29. A diversificação das atividades produtivas e das funções sociais acarretava, mesmo nas sociedades primitivas, conflitos de interesses que tornavam necessárias normas que disciplinassem as relações entre indivíduos e grupos e que, sendo aceitas, ainda que impostas, como válidas por todos, permitiam sua convivência social pacífica sem que fosse necessário recorrer permanentemente à força e à violência para garantir sua obediência.

30. A luta pela hegemonia, no sentido de direito de extrair riquezas naturais em um território e de nele organizar e explorar o trabalho humano, levava à sujeição de umas comunidades a outras e à definição de fronteiras de territórios, dentro das quais essa hegemonia se exercia pela definição de normas e pela capacidade de fazê-las aceitar se necessário pela força.

31. As classes hegemônicas em cada sociedade procuravam justificar sua hegemonia através de supostos vínculos com as divindades protetoras daquelas comunidades as quais lhes conferiam o direito de governá-las e, portanto, de elaborar as normas de conduta e de zelar pelo seu cumprimento.

32. As fronteiras separavam territórios geográficos dominados por distintas classes hegemônicas cujos líderes procuravam acentuar as diferenças de cultura, idioma, tradições e práticas religiosas entre as comunidades e incentivavam a rivalidade com comunidades vizinhas e as ideias de superioridade.

33. As fronteiras definem os limites físicos do exercício de hegemonia (de soberania) dos grupos e se estabeleceram como resultado de lutas que vieram a se deter em obstáculos naturais ao exercício eficaz da força, tais como mares, lagos, rios e cadeias de montanhas, obstáculos que contribuíram no passado, quando as distâncias eram muito significativas, assim como o isolamento das comunidades, para o desenvolvimento de tradições e idiomas distintos.

34. Com o crescimento da população e da complexidade econômica e social surgia a necessidade de organizar “instituições” permanentes, encarregadas de elaborar as normas de conduta, de assegurar a obediência a elas e de financiar o seu funcionamento, através da coleta de tributos. Nas comunidades primitivas e menores grande número de indivíduos podia participar da elaboração de normas sociais e dos “organismos” sociais encarregados de zelar pela obediência a essas normas.

35. Na medida em que as comunidades cresciam em território e população e em que se diversificavam as atividades produtivas os indivíduos deixavam de poder participar da elaboração, da execução de normas e da solução de conflitos. Tornava-se necessário escolher representantes para governar as sociedades através de sistemas cujas diferenças decorriam de julgamento sobre a natureza humana e sua capacidade para governar.

36. Nunca houve um debate teórico sobre a natureza humana prévio à definição dos regimes políticos das comunidades, os quais se definiram a partir do intenso conflito de interesses dentro de cada comunidade e da luta dos diversos grupos sociais pela hegemonia (e poder).

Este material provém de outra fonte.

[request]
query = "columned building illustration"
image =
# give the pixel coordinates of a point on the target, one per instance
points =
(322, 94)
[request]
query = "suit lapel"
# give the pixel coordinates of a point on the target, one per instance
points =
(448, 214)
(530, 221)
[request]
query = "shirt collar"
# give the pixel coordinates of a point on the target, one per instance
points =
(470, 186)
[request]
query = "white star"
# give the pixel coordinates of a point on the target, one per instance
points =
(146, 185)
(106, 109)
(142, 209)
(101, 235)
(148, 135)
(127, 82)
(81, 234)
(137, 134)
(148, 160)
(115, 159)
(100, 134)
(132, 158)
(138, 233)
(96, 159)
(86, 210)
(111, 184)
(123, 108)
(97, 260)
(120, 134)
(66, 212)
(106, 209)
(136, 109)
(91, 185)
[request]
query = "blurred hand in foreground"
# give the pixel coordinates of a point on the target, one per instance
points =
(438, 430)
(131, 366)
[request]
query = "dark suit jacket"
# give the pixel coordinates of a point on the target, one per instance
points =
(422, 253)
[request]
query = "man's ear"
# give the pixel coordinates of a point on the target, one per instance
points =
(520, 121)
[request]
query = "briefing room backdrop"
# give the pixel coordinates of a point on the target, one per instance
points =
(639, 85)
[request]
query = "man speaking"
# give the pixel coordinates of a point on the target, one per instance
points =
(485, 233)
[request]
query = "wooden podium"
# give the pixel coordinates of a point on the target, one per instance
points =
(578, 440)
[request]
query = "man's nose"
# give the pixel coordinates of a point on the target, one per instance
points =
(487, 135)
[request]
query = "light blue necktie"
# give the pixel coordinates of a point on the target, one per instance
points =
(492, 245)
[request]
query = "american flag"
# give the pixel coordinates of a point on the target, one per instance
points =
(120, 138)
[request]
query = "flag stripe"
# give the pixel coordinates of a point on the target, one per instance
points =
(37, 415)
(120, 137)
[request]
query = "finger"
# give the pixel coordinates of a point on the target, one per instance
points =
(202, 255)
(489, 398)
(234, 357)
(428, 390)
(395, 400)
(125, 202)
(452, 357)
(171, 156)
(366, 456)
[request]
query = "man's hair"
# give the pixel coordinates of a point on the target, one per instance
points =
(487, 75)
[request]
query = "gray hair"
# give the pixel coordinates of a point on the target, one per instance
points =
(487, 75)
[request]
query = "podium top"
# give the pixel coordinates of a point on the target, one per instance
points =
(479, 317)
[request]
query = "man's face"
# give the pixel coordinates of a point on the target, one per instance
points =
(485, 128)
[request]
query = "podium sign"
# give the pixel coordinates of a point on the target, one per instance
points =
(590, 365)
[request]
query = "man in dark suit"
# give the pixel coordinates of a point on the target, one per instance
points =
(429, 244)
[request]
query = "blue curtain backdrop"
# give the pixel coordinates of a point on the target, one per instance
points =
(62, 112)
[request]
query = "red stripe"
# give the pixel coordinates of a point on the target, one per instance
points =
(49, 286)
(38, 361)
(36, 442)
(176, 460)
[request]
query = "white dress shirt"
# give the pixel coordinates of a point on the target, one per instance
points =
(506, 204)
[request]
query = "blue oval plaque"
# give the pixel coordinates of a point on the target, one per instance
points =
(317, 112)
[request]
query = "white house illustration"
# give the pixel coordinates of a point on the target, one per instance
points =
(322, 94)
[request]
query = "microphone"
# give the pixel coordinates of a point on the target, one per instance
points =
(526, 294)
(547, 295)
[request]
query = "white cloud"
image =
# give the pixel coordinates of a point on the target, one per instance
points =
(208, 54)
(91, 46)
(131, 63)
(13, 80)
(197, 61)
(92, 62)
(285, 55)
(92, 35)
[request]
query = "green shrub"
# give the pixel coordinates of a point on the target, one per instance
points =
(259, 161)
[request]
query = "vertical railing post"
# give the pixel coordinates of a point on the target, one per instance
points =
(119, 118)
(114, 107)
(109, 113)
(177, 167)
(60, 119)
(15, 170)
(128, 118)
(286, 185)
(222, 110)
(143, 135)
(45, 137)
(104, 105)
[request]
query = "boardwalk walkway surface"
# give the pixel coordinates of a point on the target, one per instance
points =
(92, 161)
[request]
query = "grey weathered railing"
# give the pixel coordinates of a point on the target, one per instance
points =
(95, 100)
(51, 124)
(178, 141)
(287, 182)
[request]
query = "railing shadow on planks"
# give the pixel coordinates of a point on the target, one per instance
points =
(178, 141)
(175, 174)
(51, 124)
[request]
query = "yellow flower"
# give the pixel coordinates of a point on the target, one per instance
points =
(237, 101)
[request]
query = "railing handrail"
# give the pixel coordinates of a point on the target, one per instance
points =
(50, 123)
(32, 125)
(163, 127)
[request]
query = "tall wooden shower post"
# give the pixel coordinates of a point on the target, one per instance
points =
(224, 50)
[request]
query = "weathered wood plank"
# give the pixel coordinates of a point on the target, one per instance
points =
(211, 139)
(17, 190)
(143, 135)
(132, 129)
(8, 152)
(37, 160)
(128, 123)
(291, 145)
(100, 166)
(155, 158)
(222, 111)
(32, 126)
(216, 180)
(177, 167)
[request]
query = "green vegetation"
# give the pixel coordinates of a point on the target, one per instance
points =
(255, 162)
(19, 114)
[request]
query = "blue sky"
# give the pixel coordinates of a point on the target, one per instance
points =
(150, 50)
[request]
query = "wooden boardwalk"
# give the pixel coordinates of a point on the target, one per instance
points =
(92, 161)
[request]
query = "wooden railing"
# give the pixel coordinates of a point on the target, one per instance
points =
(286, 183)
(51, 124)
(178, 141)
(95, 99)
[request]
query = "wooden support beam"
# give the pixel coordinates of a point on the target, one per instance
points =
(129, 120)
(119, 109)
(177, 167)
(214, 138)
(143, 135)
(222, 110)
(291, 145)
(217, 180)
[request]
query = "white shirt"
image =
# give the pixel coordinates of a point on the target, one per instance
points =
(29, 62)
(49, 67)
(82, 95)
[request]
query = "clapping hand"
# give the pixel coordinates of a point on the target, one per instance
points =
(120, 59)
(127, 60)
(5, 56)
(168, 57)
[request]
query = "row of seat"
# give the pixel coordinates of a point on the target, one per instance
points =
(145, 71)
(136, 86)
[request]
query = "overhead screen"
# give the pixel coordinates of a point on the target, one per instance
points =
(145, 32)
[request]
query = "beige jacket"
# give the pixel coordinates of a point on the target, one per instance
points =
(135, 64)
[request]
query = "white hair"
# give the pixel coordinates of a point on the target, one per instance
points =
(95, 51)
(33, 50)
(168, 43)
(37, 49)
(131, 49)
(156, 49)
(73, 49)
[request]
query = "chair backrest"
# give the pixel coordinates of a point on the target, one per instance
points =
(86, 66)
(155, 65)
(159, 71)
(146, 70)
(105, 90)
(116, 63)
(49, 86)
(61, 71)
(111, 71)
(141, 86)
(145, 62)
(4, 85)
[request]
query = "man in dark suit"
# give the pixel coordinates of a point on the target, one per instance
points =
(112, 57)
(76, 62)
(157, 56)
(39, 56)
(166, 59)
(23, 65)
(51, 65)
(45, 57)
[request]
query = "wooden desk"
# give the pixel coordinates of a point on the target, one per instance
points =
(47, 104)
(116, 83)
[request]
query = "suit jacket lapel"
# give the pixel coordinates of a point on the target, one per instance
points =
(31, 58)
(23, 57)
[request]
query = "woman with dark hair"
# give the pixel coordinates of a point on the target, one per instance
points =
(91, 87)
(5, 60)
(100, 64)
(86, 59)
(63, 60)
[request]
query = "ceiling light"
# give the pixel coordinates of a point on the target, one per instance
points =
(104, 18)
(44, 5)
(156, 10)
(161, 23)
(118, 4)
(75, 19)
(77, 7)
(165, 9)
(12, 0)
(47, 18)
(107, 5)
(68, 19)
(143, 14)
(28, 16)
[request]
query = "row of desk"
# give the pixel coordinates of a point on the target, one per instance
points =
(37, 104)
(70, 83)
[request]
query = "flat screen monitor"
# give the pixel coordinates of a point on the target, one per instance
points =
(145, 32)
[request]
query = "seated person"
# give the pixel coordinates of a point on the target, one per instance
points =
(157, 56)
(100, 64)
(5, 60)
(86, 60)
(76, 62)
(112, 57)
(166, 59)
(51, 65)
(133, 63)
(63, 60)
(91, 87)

37. Mesmo em monarquias absolutas e em regimes autoritários o rei ou o ditador não governa sozinho, não elabora as normas de conduta sozinho nem sozinho garante a obediência a elas. Tem ele de se valer de auxiliares, nobres, prelados, ministros, tecnocratas, juristas e militares, aos quais delega parte de suas funções e prerrogativas e de cujo apoio político e militar necessita para se manter no poder. É possível imaginar que, no início, a escolha desses indivíduos se fazia principalmente no seio daquelas famílias das classes hegemônicas que organizaram inicialmente a comunidade e seus sistemas de produção e de defesa contra outras comunidades.

38. Os regimes políticos e as formas de governo são distintos sistemas de seleção dos representantes de uma comunidade para exercer as funções públicas e da forma de financiar o exercício dessas funções, que são legislar, executar e dirimir disputas.

39. O conjunto de instituições e agências que exercem as funções de legislar, executar e julgar em nome dos cidadãos de uma sociedade se chama Estado. Uma função essencial e preliminar do Estado é a organização de sua defesa em relação às pretensões territoriais de outros Estados e assim garantir a sua soberania sobre seu território e a população que nele habita.

40. O Estado, ainda que em suas formas primitivas e de alcance pouco abrangente, é, portanto, essencial para a convivência pacífica dos diversos grupos de indivíduos que habitam um determinado território e para a defesa de seus interesses em confronto com outras comunidades. Os sistemas e organizações religiosas, com suas normas de conduta e com o poderoso instrumento da sanção divina, faziam parte integrante dos Estados.

41. O Estado moderno detém o monopólio do uso da força que é prerrogativa essencial para a manutenção eficiente de um sistema de normas e de exercício do governo.

42. A evolução das comunidades primitivas através de guerras, da conseqüente incorporação de territórios e de sujeição da população neles existentes levou eventualmente à constituição dos Estados modernos. Das circunstâncias em que essa incorporação de território e de população ocorreu e não foi plenamente aceita decorrem hoje reivindicações por maior autonomia ou independência, tais como se verificam na Espanha, na China, na ex-Iugoslávia, na ex-URSS, no Canadá, na Bélgica, na Grã-Bretanha e em outros países.

43. A formação das comunidades levou à constituição e à definição dos territórios dentro dos quais se exerce a soberania de cada um dos 194 Estados membros da Organização das Nações Unidas. A convivência razoavelmente pacífica entre esses Estados somente se pode dar com obediência aos princípios dos Artigos 1 e 2 da Carta: direitos iguais e autodeterminação; respeito pelos direitos humanos e liberdades fundamentais; igualdade soberana; abstenção de ameaças e renúncia ao uso da força contra a integridade territorial e a independência política de qualquer Estado e solução pacífica de controvérsias.

44. Aliás, somente a consagração de tais princípios poderia atrair países tão dispares a fazerem parte da Organização e a aceitarem abrir mão de importante atributo de sua soberania em confiança (e em favor) do Conselho de Segurança, isto é, dos membros permanentes, que Franklin Roosevelt chamava de os “policiais”.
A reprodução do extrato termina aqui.